O mito de Inês, hoje

Com «Pedro e Inês: dolce stil nuovo», Edições Sempre-em-Pé[1], 2011, dá-nos Nuno Dempster a prova cabal de que a actualização do mito se mantém. Seiscentos e cinquenta anos depois __ mais concretamente 656, dado que Inês morreu, nos arredores de Coimbra, a 7 de Janeiro de 1355 __ o poeta sentiu-se tocado pela permanência e atractividade da história e criou um belo livro para a celebrar e actualizar.

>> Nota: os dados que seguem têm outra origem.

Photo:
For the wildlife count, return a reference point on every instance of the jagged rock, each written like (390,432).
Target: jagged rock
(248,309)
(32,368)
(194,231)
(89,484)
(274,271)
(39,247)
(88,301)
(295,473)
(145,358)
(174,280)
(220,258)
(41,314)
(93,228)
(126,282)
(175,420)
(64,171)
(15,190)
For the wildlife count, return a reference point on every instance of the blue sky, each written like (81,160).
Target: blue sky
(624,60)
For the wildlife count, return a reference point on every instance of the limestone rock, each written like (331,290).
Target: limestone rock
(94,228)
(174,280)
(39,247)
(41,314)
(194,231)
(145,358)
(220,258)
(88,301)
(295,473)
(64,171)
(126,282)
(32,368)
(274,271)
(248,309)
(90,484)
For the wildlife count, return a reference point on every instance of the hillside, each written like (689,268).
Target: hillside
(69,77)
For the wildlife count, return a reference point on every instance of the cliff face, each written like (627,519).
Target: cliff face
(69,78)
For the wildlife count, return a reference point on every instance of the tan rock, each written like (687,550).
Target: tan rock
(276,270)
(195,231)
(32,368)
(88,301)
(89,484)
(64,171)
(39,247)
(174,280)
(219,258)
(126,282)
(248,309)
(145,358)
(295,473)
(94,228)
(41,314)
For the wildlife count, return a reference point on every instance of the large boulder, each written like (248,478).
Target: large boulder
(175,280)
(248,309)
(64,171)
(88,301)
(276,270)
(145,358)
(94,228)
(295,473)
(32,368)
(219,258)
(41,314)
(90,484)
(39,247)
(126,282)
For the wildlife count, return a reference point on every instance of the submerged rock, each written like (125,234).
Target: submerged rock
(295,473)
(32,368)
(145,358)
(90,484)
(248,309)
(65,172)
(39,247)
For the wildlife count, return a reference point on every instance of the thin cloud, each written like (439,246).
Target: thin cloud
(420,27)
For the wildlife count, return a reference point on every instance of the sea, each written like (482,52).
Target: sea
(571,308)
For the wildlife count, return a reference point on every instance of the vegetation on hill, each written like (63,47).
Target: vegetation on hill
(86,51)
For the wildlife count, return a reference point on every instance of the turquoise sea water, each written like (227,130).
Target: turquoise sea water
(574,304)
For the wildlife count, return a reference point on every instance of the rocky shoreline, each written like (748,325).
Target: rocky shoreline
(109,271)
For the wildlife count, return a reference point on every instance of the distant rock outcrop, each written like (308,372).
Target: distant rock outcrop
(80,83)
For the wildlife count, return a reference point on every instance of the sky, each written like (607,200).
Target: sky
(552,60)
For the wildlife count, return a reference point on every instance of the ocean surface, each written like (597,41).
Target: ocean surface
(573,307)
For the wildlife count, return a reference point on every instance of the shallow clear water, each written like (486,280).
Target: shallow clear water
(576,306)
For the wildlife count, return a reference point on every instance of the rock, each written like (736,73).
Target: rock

É da permanência destes interesses que a lenda se constrói, e é com estas concretizações que a cultura do País avança. 

Nuno Dempster, na verdade, actualiza a história dos dois amantes, imagina-os em circunstâncias actuais, observa o que se passa nos lugares em que amaram, analisa o conhecimento que deles ficou nas gerações que vieram depois. Ele próprio, por vezes, se imagina em Nova Iorque __ mas vive numa cidade de província, creio que na Beira Alta, num prédio de cinco andares. É pela paisagem observada da sua janela, suburbana como a classifica, que ele compara o que seria o tempo de Inês. Coloca-se nesses recuados séculos e imagina que, com a idade que eles tinham, a actividade sexual deveria ser predominante __ e é essa constância que leva jovens de tudo o resto ignorantes a pedirem aos seus parceiros: «Ama-me, como Pedro amou Inês!» ( E, pelo menos num caso, isso levou ao sacrifício do hímen no banco traseiro de um automóvel, tamanha era a mútua pressa. ) 

Ele lamenta, por outro lado, a descaracterização de Alcobaça, o modo __ quase sacrílego __ como um ruído de feira ofende o que deveria ser o silêncio, majestoso e eloquente, daquelas naves. Bem bastam os clarões das máquinas fotográficas dos turistas! E até prevê __ provavelmente com uma certeza muito elevada __ que os filhos desses feirantes, ou dos que por ali lhes animam o negócio, daqui a uns anos nem sequer saberão o que os nomes de Pedro e Inês quererão dizer… O pior é que eles não sabem o que perderão com essa ignorância __ e assim essa praga pouco os incomoda. 

A história de Pedro e Inês permanece, pois, como válido motivo de poesia. A lenda construiu o mito e cabe-nos, a nós, perpetuá-lo e actualizá-lo __ ou não fosse o mito o nada que é tudo, nas insuperáveis palavras de Fernando Pessoa. Mas Nuno Dempster sabe perfeitamente que a história de ambos só comoveu os seus contemporâneos __ e a seguir, por obra de Camões, todos os outros __ porque Inês morreu jovem. Levam cedo os que os deuses amam, é sabido de há muito. Se Inês tivesse vivido mais tempo, e envelhecido ao lado de Pedro e dos três filhos de ambos, ainda que o amor se conservasse, a sua história deixaria de ter o encanto que a caracteriza. Nuno Dempster imagina como seria, com Pedro a dizer-lhe que o paço era largo se a sua presença a incomodava. Mais prosaicamente seria a resposta à reivindicação de Inês de que fosse ressonar para outro lado.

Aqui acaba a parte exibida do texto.